13. Januar 2024 um 06:00

Die ganze Stadt zu Gast

In der Regel teilen wir unsere Küchen nicht. Dabei würde es aus mehrerlei Hinsicht Sinn machen, den Raum, indem gekocht wird, gemeinschaftlich zu nutzen. Diese Idee ist nicht neu: Viele Jahrzehnte lang betrieb die Stadt Zürich eine öffentliche Stadtküche und verschiedene Speiselokale. Unsere Architektur-Kolumnist:innen begaben sich auf Spurensuche.

In der Zürcher Stadtküche traf man sich zum Essen – aber nicht nur. (Foto: Baugeschichtliches Archiv der Stadt Zürich)

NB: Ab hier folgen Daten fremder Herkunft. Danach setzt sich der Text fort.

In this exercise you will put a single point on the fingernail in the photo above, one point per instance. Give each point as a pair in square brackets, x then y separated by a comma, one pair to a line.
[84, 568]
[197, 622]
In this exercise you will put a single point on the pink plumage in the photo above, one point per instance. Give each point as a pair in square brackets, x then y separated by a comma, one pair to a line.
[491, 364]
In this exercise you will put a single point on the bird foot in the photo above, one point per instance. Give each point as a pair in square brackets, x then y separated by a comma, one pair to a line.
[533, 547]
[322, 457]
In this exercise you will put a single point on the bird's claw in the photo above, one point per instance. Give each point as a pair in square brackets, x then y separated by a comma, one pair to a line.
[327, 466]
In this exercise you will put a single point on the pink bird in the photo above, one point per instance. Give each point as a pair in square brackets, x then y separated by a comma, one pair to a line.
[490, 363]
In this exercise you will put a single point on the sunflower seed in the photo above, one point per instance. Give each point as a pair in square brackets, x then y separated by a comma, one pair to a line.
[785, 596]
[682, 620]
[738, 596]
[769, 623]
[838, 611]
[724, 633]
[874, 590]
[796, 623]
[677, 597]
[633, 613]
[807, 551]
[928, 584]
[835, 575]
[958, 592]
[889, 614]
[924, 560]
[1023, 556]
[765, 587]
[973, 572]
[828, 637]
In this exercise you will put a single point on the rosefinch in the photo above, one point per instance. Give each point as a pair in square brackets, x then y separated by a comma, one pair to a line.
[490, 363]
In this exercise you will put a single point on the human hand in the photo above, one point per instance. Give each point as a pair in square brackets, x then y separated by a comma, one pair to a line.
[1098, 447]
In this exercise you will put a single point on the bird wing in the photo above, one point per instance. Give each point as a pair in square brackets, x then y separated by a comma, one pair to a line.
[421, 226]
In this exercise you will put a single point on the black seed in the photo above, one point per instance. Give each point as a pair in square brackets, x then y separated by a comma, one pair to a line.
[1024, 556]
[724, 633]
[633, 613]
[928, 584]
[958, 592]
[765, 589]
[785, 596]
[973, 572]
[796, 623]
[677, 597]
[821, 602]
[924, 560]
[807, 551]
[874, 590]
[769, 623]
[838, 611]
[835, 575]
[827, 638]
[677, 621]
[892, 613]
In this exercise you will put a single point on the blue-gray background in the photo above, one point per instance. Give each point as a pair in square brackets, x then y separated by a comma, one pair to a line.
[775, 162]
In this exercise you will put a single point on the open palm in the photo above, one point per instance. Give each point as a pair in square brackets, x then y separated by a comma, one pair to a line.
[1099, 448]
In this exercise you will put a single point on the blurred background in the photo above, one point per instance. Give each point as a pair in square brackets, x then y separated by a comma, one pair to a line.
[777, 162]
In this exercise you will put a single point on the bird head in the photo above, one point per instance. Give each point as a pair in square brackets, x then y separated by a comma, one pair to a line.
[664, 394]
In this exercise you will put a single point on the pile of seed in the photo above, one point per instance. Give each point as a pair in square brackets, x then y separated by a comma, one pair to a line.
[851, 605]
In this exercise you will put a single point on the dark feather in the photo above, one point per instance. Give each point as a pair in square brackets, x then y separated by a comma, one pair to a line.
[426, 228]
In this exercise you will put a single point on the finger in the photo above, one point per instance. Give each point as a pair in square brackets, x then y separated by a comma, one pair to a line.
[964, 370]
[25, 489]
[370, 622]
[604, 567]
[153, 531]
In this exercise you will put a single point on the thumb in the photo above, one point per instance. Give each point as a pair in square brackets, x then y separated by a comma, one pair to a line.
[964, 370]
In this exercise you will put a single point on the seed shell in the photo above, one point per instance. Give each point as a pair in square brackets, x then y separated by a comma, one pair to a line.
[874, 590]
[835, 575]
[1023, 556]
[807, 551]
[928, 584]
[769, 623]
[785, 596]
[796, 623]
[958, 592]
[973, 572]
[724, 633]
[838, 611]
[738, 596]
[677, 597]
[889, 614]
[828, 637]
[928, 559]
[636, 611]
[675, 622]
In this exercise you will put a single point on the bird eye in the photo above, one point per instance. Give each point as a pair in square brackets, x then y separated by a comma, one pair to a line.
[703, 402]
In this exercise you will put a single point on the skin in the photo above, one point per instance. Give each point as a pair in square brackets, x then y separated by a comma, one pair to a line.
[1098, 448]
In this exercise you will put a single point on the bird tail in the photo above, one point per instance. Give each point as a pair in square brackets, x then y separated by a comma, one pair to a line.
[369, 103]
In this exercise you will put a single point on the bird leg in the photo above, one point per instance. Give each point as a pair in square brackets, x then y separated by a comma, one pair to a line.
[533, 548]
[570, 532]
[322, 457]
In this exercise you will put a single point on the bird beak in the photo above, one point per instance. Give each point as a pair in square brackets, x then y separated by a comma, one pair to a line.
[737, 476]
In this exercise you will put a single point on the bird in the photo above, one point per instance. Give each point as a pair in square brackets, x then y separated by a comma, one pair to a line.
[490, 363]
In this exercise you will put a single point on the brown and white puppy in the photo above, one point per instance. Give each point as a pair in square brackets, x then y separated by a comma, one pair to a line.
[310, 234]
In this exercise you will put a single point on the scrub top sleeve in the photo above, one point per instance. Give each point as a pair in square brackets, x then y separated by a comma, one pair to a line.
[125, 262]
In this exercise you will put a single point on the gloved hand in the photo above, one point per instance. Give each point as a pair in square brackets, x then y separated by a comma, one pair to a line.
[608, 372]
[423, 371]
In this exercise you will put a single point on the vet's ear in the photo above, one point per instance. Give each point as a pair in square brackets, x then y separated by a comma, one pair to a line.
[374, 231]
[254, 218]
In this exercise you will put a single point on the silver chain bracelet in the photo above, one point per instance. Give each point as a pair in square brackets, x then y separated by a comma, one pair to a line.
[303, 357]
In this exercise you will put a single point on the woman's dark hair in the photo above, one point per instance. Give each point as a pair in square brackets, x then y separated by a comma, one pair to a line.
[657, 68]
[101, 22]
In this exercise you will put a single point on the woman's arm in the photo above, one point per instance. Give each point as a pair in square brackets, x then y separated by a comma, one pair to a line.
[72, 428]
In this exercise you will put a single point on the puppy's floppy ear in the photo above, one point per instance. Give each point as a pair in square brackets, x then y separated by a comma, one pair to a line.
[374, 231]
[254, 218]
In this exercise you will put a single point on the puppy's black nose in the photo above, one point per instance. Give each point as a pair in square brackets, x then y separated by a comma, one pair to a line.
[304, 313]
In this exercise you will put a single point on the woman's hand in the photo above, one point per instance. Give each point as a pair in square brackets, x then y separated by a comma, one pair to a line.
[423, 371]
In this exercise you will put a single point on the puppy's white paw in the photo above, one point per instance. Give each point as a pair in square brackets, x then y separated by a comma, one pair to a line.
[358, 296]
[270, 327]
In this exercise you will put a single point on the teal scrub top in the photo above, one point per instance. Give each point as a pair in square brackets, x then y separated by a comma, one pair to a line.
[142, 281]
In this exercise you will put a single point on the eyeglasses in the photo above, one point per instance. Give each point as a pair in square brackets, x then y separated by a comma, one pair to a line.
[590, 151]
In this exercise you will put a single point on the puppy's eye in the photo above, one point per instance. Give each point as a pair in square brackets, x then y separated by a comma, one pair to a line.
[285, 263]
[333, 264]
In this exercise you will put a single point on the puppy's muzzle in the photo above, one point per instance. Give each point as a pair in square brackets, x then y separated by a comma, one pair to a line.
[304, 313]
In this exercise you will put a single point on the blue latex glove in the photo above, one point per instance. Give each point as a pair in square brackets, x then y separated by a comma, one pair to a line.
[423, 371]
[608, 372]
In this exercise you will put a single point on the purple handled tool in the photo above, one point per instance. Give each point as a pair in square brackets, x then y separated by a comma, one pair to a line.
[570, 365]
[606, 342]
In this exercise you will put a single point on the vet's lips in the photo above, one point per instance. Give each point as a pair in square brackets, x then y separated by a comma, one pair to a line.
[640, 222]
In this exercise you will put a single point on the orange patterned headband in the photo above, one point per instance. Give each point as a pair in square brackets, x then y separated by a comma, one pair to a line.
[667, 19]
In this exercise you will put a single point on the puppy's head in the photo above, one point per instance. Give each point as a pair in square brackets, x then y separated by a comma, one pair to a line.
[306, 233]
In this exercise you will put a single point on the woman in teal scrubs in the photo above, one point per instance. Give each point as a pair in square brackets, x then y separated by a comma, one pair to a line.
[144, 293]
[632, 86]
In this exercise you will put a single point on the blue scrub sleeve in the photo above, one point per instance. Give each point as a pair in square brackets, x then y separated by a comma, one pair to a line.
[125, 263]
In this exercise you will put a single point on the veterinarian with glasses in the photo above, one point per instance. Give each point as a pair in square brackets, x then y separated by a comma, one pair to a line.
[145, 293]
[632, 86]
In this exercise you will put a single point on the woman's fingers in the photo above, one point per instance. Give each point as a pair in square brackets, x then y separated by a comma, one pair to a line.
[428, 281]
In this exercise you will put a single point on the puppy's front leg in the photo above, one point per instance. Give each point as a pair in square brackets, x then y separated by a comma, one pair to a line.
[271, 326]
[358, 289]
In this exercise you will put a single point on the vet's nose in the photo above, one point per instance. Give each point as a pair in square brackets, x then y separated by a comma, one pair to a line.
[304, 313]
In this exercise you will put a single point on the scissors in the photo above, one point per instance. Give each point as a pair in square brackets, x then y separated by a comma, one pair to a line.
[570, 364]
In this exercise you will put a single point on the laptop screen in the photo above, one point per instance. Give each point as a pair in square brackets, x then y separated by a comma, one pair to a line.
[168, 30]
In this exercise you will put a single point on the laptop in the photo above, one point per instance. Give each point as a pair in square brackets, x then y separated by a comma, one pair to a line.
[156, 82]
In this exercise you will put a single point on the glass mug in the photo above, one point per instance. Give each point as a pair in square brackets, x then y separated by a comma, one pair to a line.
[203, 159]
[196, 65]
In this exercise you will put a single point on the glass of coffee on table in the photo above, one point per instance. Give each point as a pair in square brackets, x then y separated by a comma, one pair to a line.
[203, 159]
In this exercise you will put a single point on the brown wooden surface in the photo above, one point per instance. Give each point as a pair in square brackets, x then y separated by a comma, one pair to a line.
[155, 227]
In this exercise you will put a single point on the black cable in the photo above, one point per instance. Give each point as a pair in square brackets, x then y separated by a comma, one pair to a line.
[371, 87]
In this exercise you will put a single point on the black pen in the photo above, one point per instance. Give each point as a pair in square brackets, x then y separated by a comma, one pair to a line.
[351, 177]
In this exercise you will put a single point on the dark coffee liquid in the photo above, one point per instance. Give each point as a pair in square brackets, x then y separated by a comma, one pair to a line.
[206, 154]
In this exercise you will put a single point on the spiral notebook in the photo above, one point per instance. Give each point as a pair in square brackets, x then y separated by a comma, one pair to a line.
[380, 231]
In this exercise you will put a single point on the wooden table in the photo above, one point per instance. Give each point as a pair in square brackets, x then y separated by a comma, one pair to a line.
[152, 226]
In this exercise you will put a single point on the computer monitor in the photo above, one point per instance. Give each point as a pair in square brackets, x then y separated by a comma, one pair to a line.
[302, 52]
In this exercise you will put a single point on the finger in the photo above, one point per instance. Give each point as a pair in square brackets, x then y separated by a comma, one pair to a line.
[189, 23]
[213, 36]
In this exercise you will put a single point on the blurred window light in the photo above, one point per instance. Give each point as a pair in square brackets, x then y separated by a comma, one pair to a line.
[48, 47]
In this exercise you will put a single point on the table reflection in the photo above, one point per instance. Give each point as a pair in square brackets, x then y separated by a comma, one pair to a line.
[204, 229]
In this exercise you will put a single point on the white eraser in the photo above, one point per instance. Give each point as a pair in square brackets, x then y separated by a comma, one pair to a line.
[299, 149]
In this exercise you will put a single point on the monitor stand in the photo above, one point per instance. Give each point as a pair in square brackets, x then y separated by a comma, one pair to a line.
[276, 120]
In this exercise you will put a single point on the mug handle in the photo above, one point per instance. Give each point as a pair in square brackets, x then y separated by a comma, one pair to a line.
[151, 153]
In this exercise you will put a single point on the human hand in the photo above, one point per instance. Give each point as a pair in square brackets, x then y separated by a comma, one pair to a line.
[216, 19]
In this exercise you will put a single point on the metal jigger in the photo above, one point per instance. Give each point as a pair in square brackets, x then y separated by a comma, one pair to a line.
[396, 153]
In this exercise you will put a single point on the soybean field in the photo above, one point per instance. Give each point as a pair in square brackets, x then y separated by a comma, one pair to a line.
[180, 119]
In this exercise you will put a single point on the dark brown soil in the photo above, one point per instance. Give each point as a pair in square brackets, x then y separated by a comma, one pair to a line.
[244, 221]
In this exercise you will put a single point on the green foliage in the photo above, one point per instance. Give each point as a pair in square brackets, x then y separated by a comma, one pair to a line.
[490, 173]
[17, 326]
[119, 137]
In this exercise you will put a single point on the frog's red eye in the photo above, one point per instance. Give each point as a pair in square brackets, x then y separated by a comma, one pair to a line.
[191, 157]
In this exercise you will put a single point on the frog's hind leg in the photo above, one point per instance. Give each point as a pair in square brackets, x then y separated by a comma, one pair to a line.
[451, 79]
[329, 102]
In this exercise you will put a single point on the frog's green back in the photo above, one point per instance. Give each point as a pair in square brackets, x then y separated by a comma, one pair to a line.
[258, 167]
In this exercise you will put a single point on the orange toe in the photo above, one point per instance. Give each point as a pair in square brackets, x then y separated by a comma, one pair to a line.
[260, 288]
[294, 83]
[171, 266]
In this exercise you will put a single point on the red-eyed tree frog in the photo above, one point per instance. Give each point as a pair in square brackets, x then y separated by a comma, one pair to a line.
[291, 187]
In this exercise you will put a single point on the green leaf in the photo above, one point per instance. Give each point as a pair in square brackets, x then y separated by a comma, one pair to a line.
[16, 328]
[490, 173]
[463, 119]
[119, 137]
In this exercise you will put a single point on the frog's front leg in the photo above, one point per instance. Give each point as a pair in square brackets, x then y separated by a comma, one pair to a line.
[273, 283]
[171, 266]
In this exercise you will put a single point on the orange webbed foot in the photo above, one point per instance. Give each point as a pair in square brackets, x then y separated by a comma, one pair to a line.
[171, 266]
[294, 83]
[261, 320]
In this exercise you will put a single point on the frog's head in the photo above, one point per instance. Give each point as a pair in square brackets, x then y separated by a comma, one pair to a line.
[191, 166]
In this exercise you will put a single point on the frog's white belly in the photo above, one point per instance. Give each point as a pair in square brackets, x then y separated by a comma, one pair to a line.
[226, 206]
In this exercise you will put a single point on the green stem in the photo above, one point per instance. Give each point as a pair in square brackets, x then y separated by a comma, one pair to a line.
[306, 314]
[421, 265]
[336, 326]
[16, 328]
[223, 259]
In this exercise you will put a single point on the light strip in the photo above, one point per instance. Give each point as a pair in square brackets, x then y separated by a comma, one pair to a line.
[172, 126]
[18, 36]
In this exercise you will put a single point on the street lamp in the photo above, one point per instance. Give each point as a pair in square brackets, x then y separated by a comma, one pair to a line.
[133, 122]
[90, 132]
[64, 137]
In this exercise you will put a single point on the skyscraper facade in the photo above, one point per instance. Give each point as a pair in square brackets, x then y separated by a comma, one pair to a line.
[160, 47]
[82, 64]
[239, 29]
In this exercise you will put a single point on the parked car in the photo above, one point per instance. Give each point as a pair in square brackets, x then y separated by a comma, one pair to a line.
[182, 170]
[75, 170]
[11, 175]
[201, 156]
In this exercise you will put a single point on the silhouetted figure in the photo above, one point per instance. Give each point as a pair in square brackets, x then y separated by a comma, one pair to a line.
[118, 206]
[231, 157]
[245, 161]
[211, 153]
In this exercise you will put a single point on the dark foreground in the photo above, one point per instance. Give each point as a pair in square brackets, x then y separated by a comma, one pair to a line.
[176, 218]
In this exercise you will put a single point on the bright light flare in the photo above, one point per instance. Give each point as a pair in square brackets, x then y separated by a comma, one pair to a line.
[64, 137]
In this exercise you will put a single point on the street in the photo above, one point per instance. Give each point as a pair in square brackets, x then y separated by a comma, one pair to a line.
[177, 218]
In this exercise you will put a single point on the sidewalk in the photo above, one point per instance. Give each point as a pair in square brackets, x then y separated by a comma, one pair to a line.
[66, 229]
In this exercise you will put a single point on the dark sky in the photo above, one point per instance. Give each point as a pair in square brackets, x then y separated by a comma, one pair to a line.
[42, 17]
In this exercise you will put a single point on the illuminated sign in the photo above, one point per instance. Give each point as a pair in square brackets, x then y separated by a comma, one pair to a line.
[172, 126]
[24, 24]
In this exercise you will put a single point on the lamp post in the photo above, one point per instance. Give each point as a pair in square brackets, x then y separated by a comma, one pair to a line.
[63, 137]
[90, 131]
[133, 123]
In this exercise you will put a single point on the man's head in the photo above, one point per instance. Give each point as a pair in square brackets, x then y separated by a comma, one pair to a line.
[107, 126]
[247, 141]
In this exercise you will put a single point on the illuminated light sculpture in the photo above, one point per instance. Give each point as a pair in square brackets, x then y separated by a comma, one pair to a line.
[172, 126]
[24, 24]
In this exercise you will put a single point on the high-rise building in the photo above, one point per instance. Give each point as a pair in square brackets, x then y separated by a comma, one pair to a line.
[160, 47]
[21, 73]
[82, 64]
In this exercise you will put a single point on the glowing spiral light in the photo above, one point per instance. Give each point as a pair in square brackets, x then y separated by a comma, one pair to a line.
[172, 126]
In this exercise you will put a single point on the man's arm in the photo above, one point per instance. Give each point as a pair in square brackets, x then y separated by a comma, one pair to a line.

Vor ein paar Tagen war ich auf dem Heimweg von einem dieser verspäteten Weihnachts-Abendessen. Mein Weg führte durch die Idastrasse im Kreis 3. An der Ecke zur Gertrudstrasse blieb ich vor dem Restaurant «Da Michelangelo» stehen. Es gibt immer mindestens einen Tisch, um den sich eine grosse Gruppe an Menschen zu einem Fest versammelt. Der silberne Schriftzug an der Fassade «Aemtlerhalle» erinnert an den früheren Namen, schon seit über 100 Jahren ist der Ort Schauplatz für kleinere und grössere Feste. Um 1916, in einer Zeit der Wohnungsnot, liess die private Wohn- und Speisehausgenossenschaft das «Amerikanerhaus» nach den Plänen des Architekten Oscar Schwank errichten. Anstatt bloss klassische Wohnungen für Arbeiterfamilien zu vermieten, entstand hier Zürichs Beispiel eines Einküchenhauses.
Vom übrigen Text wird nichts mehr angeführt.